The Statistical Fallow Field

Imagine a field of fallow grass that has been left for a few years. The grass has grown a roughly equal length everywhere. The field slopes from one corner to the corner diagonally opposite, except at the bottom, where it flattens out, forming a level triangle. On the slopping part there are some deviations from a completely smooth plane. There are some ridges, troughs and mounds, most of them closer to the bottom of the field. Theoretically the undulations could be just the unequal growth of the grass, but it is more likely that it represents the profile of the ground itself, even though it can’t be observed directly.

Standing in the top corner there are five people, looking down over the field. Three of these people are scientists: A geologist, an archaeologist, and a palaeontologist. The geologist studies the inanimate earth and how it changes over time. The archaeologist studies the history of human activity through archaeological evidence, and the palaeontologist studies the fossil record.

These three people see something interesting in front of them. The geologist thinks that the flat part of the field marks the boundary of an ancient seashore when sea levels were much higher. The archaeologist thinks that a there may be evidence of a burial mound and maybe the outline of a building. The palaeontologist reckons that the seashore is from the Jurassic period and may harbour prehistoric marine fossils. The fifth person just sees a sea of grass.

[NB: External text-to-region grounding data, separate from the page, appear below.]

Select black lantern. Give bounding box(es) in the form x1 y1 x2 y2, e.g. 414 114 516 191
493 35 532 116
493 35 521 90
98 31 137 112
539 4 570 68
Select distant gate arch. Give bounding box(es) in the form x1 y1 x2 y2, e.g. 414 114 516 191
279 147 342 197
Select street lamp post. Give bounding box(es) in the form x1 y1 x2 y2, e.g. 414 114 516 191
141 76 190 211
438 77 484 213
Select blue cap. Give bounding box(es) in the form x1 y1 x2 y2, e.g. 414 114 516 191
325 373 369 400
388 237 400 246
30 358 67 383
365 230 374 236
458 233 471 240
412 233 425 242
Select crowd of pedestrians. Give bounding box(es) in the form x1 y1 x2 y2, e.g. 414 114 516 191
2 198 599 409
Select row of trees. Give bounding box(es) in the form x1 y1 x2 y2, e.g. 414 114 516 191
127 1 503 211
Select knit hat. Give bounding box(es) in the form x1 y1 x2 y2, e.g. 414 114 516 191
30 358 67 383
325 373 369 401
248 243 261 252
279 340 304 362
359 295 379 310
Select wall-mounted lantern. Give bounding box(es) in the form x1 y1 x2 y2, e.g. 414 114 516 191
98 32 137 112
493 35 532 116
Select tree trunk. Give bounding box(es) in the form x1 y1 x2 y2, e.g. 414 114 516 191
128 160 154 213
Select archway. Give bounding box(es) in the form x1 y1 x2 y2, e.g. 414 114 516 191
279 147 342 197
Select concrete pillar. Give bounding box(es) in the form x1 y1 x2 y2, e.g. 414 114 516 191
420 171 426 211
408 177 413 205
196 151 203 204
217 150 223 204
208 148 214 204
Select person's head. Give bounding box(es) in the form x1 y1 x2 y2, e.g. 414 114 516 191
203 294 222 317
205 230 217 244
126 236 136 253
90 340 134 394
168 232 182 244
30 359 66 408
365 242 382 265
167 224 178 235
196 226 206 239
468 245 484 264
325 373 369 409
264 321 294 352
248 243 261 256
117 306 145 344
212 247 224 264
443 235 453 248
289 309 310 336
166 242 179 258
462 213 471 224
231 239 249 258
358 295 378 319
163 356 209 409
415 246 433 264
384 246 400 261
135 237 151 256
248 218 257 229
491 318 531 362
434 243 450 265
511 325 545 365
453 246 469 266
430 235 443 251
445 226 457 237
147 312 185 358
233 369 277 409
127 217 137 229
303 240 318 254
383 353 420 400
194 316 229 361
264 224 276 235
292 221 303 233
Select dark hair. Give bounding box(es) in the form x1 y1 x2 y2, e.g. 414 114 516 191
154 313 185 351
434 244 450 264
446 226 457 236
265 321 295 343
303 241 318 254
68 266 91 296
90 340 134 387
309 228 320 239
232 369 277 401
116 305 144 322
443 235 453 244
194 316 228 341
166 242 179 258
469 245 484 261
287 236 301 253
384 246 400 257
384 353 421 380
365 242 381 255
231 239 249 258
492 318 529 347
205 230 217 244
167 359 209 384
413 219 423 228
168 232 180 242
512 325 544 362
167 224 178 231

The fourth person is me. I’m somewhere in between the disinterested person and the professionals. I’m fascinated enough to realise that there are probably hidden insights into the past under all this grass, even if I don’t have the expertise to extract them.

A lot of knowledge is like this. Hidden. First the potential for knowledge has to be recognised and second it has to be dug out. In the case of the fallow field the knowledge has to be literally dug out, but in most other areas of knowledge the digging is metaphorical.

And this, ladies and gentlemen, is why I love statistical analysis. Here’s an example:

The Office of National Statistics (ONS) is the current manifestation of a government agency that has been collecting socio-economic data about the UK since 1941, when Churchill asked for it to be set up during the Second World War. The breadth of data it has collected is astonishing, covering agriculture, environment, business, energy, children, education and skills, crime and justice, health and social care, the labour market, people and places, population, travel and transport.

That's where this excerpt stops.